NOT FOR RELEASE, PUBLICATION OR DISTRIBUTION IN WHOLE OR IN PART IN, INTO OR FROM ANY JURISDICTION WHERE TO DO SO WOULD CONSTITUTE A VIOLATION OF THE RELEVANT LAWS OR REGULATIONS OF THAT JURISDICTION
FOR IMMEDIATE RELEASE
AEW UK Long Lease REIT plc ("AEWL" or "the Group")
LEI: 213800MPBIJS12Q88F71
Conclusion of Strategic Review
07 August 2019
The Board of AEWL today announces the conclusion to its strategic review commenced on 10 April 2019.
The Board received several proposals which broadly encompassed a sale of the Group, a variety of merger options and managerial changes.
All proposals were reviewed by the Board, in consultation with the Company's financial adviser Cenkos Securities, and a shortlist of interested parties were invited to present their best terms.
Following meetings with each of these parties and consulting with major shareholders, the Board has concluded that none of the proposals reflect the true value of the Group and therefore the Board believes that none of these options are currently in the best interests of shareholders. The Board believes that the proposals, in some instances, undervalued certain of the Group's assets or the interested parties were unable to provide certainty of execution, including the availability of new capital.
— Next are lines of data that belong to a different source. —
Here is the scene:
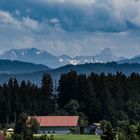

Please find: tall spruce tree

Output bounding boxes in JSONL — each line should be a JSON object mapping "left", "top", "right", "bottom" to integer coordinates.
{"left": 58, "top": 70, "right": 79, "bottom": 107}
{"left": 41, "top": 73, "right": 53, "bottom": 114}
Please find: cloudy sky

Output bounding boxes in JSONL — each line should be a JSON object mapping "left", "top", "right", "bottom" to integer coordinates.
{"left": 0, "top": 0, "right": 140, "bottom": 58}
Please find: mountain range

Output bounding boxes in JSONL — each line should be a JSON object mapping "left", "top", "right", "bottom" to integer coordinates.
{"left": 0, "top": 48, "right": 124, "bottom": 68}
{"left": 0, "top": 47, "right": 140, "bottom": 85}
{"left": 118, "top": 55, "right": 140, "bottom": 64}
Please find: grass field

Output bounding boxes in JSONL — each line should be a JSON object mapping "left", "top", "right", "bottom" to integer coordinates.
{"left": 52, "top": 135, "right": 100, "bottom": 140}
{"left": 34, "top": 134, "right": 100, "bottom": 140}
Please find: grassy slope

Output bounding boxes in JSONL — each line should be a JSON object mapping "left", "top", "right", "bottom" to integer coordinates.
{"left": 53, "top": 135, "right": 100, "bottom": 140}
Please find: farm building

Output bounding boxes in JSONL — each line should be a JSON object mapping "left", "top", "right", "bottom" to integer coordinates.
{"left": 34, "top": 116, "right": 79, "bottom": 134}
{"left": 84, "top": 123, "right": 103, "bottom": 135}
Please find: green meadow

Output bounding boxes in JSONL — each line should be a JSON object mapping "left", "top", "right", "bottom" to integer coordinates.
{"left": 7, "top": 134, "right": 100, "bottom": 140}
{"left": 33, "top": 134, "right": 100, "bottom": 140}
{"left": 52, "top": 135, "right": 100, "bottom": 140}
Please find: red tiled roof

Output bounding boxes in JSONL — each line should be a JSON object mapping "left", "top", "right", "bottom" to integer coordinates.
{"left": 0, "top": 133, "right": 7, "bottom": 140}
{"left": 34, "top": 116, "right": 79, "bottom": 127}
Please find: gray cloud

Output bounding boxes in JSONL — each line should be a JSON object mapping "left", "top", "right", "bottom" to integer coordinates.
{"left": 31, "top": 0, "right": 140, "bottom": 31}
{"left": 0, "top": 1, "right": 140, "bottom": 58}
{"left": 1, "top": 0, "right": 140, "bottom": 31}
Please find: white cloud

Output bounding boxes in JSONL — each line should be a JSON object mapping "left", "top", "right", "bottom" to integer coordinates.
{"left": 22, "top": 17, "right": 41, "bottom": 31}
{"left": 110, "top": 0, "right": 140, "bottom": 25}
{"left": 0, "top": 11, "right": 16, "bottom": 24}
{"left": 0, "top": 11, "right": 42, "bottom": 33}
{"left": 50, "top": 18, "right": 59, "bottom": 24}
{"left": 36, "top": 0, "right": 96, "bottom": 5}
{"left": 15, "top": 10, "right": 20, "bottom": 16}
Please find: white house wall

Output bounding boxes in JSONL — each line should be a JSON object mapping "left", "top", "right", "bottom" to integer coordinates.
{"left": 39, "top": 127, "right": 72, "bottom": 134}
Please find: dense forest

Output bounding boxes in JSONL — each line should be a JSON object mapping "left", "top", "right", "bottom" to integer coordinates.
{"left": 0, "top": 71, "right": 140, "bottom": 128}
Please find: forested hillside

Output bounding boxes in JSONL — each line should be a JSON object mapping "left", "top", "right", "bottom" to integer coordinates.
{"left": 0, "top": 71, "right": 140, "bottom": 127}
{"left": 2, "top": 62, "right": 140, "bottom": 85}
{"left": 0, "top": 60, "right": 50, "bottom": 74}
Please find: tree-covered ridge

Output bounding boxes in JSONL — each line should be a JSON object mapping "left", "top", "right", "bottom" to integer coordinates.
{"left": 0, "top": 59, "right": 50, "bottom": 74}
{"left": 2, "top": 62, "right": 140, "bottom": 85}
{"left": 0, "top": 71, "right": 140, "bottom": 128}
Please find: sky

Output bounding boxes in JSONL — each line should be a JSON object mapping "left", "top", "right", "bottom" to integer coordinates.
{"left": 0, "top": 0, "right": 140, "bottom": 58}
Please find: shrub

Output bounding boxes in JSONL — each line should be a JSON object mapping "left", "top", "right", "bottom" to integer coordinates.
{"left": 12, "top": 134, "right": 23, "bottom": 140}
{"left": 50, "top": 135, "right": 54, "bottom": 140}
{"left": 33, "top": 135, "right": 48, "bottom": 140}
{"left": 33, "top": 137, "right": 40, "bottom": 140}
{"left": 41, "top": 135, "right": 48, "bottom": 140}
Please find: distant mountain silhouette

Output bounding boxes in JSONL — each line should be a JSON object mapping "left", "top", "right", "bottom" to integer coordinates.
{"left": 1, "top": 62, "right": 140, "bottom": 85}
{"left": 118, "top": 55, "right": 140, "bottom": 64}
{"left": 95, "top": 48, "right": 122, "bottom": 62}
{"left": 0, "top": 59, "right": 50, "bottom": 75}
{"left": 0, "top": 48, "right": 60, "bottom": 68}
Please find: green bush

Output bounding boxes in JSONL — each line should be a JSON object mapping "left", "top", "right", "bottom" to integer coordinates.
{"left": 41, "top": 135, "right": 48, "bottom": 140}
{"left": 33, "top": 137, "right": 41, "bottom": 140}
{"left": 50, "top": 135, "right": 54, "bottom": 140}
{"left": 12, "top": 134, "right": 24, "bottom": 140}
{"left": 7, "top": 138, "right": 13, "bottom": 140}
{"left": 33, "top": 135, "right": 48, "bottom": 140}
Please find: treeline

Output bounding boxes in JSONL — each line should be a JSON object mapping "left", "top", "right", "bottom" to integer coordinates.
{"left": 58, "top": 71, "right": 140, "bottom": 126}
{"left": 0, "top": 74, "right": 54, "bottom": 125}
{"left": 0, "top": 71, "right": 140, "bottom": 127}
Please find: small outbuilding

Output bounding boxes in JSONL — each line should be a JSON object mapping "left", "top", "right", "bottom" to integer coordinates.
{"left": 84, "top": 123, "right": 103, "bottom": 135}
{"left": 34, "top": 116, "right": 79, "bottom": 134}
{"left": 7, "top": 128, "right": 14, "bottom": 133}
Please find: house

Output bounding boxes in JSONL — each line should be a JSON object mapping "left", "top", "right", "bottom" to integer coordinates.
{"left": 84, "top": 123, "right": 103, "bottom": 135}
{"left": 0, "top": 132, "right": 7, "bottom": 140}
{"left": 94, "top": 123, "right": 103, "bottom": 135}
{"left": 34, "top": 116, "right": 79, "bottom": 134}
{"left": 6, "top": 128, "right": 14, "bottom": 133}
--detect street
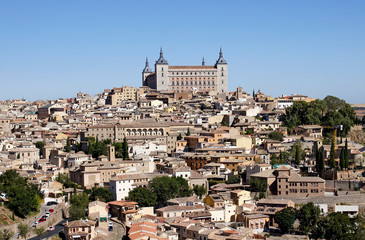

The Board of AEWL will implement a cost reduction exercise, with the objective of delivering a fully cash covered dividend, at or close to the original dividend target indicated at the time of the Group's IPO, for the entire financial year ending 30 June 2021.
As announced on 10 April 2019, the Board has served protective notice of termination of the investment management agreement with AEW UK Investment Management LLP (which is due to expire on 9th April 2020). The Board is exploring options to recruit a property manager to manage the Group's properties following the expiry of AEW UK Investment Management LLP's notice period.
In the coming period, the Board, along with the Group's advisers, will continue to seek longer term solutions to expand the Group, including the introduction of new capital, and deliver shareholder value.
Following this announcement, AEWL is no longer considered to be in an "offer period" as defined in the Takeover Code and the requirement to make disclosures under Rule 8 of the Takeover Code in relation to the Company has now ceased.
This announcement contains Inside Information as defined under the Market Abuse Regulation (EU) No. 596/2014.
For further information, please contact:
AEW UK Long Lease REIT plc
Steve Smith, Chairman +44 (0)7787 238 223
Cenkos Securities plc
Sapna Shah +44 (0)20 7397 1922
Tom Scrivens +44 (0)20 7397 1915
Important notices
Cenkos Securities plc ("Cenkos") is regulated by the Financial Conduct Authority in the UK. Cenkos is acting exclusively for AEWL and no one else in connection with this announcement and shall not be responsible to anyone other than AEWL for providing the protections afforded to clients of Cenkos nor for providing advice in connection with this announcement or any matter referred to in this announcement.
The release, publication or distribution of this announcement in certain jurisdictions may be restricted by law. Persons who are not resident in the United Kingdom or who are subject to other jurisdictions should inform themselves of, and observe, any applicable requirements.
Unless required by the Takeover Code copies of this announcement and all documents relating to this announcement are not being, and must not be, directly or indirectly, mailed or otherwise forwarded, distributed or sent in, into or from any jurisdiction where to do so would constitute a violation of the relevant laws or regulations of that jurisdiction, and persons receiving this announcement and all documents relating to this announcement (including custodians, nominees and trustees) must not mail or otherwise distribute or send them in, into or from such jurisdictions where to do so would violate the laws of that jurisdiction.
Persons who are not resident in the United Kingdom should inform themselves of, and observe, any applicable requirements. Any failure to comply with the applicable restrictions may constitute a violation of the securities laws of any such jurisdiction. To the fullest extent permitted by applicable law, the companies and persons involved in this announcement disclaim any responsibility or liability for the violation of such restrictions by any person.
This announcement shall be subject to the applicable requirements of the Takeover Code, the Takeover Panel, the London Stock Exchange and the Financial Conduct Authority.